Jahitan suami, atau dalam bahasa Inggris dikenal dengan istilah husband stitch, atau daddy stitch, husband's knot atau vaginal tuck, adalah salah satu tindakan pembedahan untuk menambahkan
Jahitan ekstra pada perineum perempuan untuk setelah ia melalui proses persalinan yang menyebabkan perineum robek. Tujuan dari prosedur ini adalah untuk mengencangkan vagina dengan harapan untuk meningkatkan kenikmatan dari pasangan (laki-laki) mereka ketika melakukan hubungan intim. Sampai saat tidak ada bukti dari manfaat prosedur ini. Alih-alih menambah kenikmatan, prosedur ini justru dianggap akan menyebabkan hubungan intim yang menyakitkan bagi perempuan maupun pasangan laki-lakinya.
Prosedur ini sebenarnya bukan prosedur medis resmi. Tidak ada penelitian atau dokumen medis yang membuktikan seberapa sering prosedur ini dilakukan atau berapa banyak perempuan yang pernah melalui prosedur ini.
Komplikasi
Beberapa komplikasi yang dapat dialami perempuan yang menerima
Jahitan suami antara lain:
Munculnya rasa nyeri di area sayatan.
Terjadi pendarahan terus-menerus.
Kebocoran urine atau feses.
Munculnya tanda-tanda infeksi, seperti adanya nanah, bau tidakk sedap, atau lokasi sayatan yang kemudian membengkak.

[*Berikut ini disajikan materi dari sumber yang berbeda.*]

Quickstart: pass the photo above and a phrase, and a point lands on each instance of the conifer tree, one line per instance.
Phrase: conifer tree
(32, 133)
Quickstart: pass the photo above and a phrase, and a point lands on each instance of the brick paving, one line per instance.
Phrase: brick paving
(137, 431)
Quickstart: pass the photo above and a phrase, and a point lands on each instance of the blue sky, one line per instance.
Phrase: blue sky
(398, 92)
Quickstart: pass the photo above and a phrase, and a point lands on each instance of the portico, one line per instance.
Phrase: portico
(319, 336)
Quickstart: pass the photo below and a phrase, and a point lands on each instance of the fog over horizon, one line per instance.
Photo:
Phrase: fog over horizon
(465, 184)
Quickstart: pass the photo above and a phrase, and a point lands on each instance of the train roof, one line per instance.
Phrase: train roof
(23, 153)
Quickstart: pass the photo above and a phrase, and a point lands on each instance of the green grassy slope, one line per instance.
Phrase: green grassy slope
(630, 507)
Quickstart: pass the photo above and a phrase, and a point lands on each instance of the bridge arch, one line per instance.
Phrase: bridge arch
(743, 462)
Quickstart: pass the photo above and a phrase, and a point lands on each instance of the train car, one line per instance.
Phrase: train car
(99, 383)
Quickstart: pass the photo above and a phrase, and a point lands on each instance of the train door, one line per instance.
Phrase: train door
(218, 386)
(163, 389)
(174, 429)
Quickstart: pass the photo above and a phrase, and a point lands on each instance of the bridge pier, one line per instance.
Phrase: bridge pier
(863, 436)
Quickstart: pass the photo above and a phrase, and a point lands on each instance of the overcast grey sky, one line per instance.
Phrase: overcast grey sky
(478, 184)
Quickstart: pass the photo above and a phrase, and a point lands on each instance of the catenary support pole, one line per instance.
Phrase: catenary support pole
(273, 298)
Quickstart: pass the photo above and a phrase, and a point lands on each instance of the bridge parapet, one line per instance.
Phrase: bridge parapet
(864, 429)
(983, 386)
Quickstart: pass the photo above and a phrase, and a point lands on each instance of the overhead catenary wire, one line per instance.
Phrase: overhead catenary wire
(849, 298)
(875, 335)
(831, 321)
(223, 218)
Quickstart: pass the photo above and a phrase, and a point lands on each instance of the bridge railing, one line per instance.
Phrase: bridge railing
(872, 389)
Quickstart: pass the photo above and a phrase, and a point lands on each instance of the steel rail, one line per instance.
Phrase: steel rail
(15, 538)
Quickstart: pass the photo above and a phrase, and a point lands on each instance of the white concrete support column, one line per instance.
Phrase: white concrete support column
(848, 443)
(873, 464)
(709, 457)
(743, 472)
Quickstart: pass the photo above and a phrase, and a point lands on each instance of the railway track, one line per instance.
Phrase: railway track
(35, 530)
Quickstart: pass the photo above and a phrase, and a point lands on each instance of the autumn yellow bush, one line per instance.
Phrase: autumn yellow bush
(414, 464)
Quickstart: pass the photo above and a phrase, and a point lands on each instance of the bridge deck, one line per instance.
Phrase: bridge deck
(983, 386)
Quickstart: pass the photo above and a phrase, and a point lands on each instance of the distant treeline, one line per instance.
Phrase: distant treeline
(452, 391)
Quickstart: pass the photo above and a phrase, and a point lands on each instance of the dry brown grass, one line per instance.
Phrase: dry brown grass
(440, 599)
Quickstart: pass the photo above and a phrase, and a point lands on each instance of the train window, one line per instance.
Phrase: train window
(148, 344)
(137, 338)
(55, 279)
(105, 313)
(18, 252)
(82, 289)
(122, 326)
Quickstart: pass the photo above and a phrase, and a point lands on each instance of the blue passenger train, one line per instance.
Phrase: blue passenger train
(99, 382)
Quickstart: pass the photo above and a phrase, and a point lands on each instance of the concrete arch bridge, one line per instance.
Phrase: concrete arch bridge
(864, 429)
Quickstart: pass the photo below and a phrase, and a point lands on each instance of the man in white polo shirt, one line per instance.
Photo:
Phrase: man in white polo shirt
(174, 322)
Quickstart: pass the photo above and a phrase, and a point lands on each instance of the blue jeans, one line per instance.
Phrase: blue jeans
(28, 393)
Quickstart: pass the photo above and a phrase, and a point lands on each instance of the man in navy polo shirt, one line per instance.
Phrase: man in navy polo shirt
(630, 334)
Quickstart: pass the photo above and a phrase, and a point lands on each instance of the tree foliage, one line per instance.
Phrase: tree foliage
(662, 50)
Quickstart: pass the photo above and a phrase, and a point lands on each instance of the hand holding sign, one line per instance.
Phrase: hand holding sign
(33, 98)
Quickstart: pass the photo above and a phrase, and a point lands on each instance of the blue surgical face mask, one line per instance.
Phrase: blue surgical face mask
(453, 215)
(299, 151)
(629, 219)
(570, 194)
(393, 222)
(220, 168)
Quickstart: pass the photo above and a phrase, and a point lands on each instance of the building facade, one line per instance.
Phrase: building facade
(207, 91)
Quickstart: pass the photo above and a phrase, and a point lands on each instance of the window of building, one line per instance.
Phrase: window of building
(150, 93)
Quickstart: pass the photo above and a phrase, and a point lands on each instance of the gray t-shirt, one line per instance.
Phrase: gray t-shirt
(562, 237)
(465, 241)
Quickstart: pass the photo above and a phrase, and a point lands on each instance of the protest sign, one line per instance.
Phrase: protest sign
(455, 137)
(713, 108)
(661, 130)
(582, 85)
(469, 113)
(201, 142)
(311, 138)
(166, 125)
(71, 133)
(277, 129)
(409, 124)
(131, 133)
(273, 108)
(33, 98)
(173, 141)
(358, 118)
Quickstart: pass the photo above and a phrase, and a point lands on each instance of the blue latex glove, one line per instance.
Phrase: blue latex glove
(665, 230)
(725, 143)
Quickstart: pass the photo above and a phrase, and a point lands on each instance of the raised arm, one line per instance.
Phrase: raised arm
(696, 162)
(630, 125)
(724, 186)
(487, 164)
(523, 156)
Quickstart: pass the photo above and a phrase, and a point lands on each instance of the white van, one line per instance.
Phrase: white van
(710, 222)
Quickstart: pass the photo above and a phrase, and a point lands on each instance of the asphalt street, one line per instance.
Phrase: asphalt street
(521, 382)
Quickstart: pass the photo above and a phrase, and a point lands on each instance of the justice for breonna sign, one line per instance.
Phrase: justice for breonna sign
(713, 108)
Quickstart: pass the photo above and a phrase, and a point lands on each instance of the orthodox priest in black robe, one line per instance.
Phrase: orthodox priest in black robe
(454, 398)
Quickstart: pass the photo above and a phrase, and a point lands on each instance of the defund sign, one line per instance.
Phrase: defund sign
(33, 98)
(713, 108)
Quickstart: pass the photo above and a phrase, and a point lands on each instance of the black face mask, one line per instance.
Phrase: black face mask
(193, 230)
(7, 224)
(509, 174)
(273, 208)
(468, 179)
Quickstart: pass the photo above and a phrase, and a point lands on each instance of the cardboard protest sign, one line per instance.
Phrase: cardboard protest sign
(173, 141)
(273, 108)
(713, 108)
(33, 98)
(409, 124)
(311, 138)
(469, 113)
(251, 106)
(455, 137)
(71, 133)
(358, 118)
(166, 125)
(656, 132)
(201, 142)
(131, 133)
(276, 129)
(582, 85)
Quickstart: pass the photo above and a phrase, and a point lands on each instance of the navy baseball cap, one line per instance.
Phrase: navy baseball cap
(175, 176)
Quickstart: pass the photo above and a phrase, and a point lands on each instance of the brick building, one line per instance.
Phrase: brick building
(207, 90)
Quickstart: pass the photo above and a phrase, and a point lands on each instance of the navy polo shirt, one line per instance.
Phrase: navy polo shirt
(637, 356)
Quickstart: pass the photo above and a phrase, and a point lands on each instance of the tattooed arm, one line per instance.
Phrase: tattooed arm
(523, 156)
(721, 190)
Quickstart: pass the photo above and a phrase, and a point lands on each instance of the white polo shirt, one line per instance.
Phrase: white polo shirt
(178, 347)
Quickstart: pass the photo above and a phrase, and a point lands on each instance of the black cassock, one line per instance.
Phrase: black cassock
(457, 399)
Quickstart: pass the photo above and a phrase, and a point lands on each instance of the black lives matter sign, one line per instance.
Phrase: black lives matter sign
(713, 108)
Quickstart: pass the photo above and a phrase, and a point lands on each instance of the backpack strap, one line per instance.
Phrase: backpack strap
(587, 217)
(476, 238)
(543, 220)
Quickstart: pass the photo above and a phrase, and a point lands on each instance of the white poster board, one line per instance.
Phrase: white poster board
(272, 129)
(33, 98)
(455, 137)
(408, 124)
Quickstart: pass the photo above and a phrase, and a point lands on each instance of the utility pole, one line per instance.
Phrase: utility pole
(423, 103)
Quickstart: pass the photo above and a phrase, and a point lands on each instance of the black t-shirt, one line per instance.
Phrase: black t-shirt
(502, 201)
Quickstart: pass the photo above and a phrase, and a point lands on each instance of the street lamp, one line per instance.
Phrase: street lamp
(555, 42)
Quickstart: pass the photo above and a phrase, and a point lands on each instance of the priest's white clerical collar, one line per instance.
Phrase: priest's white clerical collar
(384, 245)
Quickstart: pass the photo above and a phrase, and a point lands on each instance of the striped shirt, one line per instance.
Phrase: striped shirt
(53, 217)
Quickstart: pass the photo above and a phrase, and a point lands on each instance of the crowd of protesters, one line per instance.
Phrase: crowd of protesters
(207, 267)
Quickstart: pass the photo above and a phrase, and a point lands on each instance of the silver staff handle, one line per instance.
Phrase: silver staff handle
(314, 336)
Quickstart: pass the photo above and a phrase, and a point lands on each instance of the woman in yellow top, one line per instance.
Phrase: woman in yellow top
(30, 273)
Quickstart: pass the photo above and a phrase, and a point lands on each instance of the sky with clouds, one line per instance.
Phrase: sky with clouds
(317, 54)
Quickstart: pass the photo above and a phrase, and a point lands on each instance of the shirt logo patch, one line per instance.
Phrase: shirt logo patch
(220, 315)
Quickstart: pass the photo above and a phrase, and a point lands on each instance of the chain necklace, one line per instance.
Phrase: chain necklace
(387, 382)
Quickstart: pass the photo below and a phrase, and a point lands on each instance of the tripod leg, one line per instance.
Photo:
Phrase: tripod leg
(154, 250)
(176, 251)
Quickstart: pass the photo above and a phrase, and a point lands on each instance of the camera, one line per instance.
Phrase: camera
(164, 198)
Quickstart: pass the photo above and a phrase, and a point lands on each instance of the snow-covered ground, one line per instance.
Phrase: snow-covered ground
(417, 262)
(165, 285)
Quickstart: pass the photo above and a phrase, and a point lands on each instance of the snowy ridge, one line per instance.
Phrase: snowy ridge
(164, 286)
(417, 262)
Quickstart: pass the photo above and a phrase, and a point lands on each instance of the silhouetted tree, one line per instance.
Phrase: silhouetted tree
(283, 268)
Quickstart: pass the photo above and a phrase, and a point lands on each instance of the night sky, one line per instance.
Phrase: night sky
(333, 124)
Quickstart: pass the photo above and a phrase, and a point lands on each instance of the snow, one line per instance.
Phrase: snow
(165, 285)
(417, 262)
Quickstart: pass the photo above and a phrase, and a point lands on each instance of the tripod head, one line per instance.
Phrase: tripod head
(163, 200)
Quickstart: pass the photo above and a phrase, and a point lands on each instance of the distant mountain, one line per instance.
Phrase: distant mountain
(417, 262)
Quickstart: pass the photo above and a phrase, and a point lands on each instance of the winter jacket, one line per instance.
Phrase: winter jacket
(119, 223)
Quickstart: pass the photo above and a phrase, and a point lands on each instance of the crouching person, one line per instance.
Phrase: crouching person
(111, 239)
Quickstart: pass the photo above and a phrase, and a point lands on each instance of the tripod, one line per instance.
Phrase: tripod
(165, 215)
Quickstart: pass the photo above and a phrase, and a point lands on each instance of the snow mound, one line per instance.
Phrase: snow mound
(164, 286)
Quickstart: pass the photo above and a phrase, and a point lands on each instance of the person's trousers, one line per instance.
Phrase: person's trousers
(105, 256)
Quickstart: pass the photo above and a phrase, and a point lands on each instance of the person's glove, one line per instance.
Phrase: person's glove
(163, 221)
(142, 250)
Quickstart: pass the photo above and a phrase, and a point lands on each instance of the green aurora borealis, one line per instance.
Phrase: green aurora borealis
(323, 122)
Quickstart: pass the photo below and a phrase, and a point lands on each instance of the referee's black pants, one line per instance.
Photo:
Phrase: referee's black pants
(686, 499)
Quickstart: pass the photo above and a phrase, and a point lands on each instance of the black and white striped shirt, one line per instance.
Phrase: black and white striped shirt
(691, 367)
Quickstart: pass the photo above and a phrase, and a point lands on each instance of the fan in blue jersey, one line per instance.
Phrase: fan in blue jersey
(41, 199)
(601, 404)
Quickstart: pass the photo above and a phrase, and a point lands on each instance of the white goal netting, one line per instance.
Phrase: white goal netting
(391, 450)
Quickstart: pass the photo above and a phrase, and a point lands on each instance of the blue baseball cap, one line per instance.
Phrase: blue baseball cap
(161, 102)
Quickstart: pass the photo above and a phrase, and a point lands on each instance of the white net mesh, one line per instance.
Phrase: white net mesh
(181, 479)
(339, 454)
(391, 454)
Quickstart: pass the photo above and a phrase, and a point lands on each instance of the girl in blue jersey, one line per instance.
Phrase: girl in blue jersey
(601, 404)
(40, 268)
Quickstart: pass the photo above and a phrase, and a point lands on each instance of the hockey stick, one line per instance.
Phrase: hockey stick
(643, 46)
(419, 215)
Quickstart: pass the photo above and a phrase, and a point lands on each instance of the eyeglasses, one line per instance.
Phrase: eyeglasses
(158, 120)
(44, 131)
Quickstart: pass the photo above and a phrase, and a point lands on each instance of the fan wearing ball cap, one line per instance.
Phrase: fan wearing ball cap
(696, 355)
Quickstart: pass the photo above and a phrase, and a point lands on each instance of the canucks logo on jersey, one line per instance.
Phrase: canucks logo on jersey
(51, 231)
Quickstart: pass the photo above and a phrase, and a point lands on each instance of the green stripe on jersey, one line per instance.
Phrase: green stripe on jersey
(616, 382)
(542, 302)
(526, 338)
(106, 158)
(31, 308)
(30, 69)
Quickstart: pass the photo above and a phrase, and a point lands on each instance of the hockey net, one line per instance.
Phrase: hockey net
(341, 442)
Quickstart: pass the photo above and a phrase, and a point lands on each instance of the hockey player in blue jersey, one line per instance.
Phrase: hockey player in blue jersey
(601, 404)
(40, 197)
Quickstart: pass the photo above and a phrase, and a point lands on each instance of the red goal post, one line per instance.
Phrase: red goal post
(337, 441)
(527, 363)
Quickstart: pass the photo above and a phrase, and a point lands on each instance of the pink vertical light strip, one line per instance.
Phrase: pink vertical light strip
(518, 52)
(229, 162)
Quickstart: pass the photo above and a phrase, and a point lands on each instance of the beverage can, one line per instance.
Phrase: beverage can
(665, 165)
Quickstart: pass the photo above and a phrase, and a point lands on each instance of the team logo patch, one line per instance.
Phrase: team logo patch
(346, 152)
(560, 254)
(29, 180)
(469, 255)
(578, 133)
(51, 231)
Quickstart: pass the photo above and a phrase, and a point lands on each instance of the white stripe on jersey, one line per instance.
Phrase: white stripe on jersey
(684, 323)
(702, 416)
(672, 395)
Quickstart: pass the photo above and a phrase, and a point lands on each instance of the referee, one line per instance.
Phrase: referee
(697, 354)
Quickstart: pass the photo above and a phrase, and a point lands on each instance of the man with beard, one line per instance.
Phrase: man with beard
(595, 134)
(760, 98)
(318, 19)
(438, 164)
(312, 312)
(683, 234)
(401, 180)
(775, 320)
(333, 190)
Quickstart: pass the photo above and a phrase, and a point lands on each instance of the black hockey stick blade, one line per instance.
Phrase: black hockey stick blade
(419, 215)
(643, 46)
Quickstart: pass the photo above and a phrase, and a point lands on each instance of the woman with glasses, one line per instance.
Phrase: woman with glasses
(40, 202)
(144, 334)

Munculnya rasa nyeri saat berhubungan intim.
Pembentukan jaringan parut.
Prolaps rahim.
Trauma emosional.
Sejarah
= Sejarah Episiotomi Husband Stitch
=
Sejak sekitar tahun 1920-an, kepercayaan medis populer adalah bahwa episiotomi membuat sayatan lebih bersih yang akan lebih mudah untuk diperbaiki dan disembuhkan dengan lebih baik. Logikanya juga bahwa mendapatkan episiotomi akan mencegah robekan perineum yang lebih buruk. Diperkirakan bahwa lebih dari 60 persen wanita mengalami episiotomi di Amerika Serikat pada tahun 1983. Tetapi mulai tahun 1980-an, penelitian berkualitas tinggi tentang episiotomi dirilis, menunjukkan bahwa episiotomi rutin menyebabkan masalah yang seharusnya dicegah, membuat banyak wanita mengalami trauma jaringan yang lebih parah dan hasil negatif jangka panjang lainnya, termasuk hubungan seksual yang menyakitkan. Pada 2012, hanya 12 persen kelahiran yang melibatkan episiotomi, turun dari 33 persen pada 2002. Episiotomi masih terjadi dan dapat diindikasikan secara klinis dalam beberapa situasi, seperti ketika vakum atau forsep diperlukan. Namun, seringkali, keputusan tentang apakah akan melakukannya tergantung pada pelatihan, preferensi, dan kenyamanan penyedia obstetrik. Studi lain, melihat penggunaan episiotomi rutin di Kamboja, menemukan bahwa keyakinan bahwa "wanita akan dapat memiliki vagina yang lebih kencang dan cantik" adalah alasan yang diberikan oleh penyedia untuk episiotomi rutin. Saat ini, tujuan dari perbaikan vagina bukanlah untuk mengencangkan vulva atau vagina, tetapi untuk menyatukan kembali kulit yang cukup untuk memfasilitasi proses penyembuhan tubuh sendiri.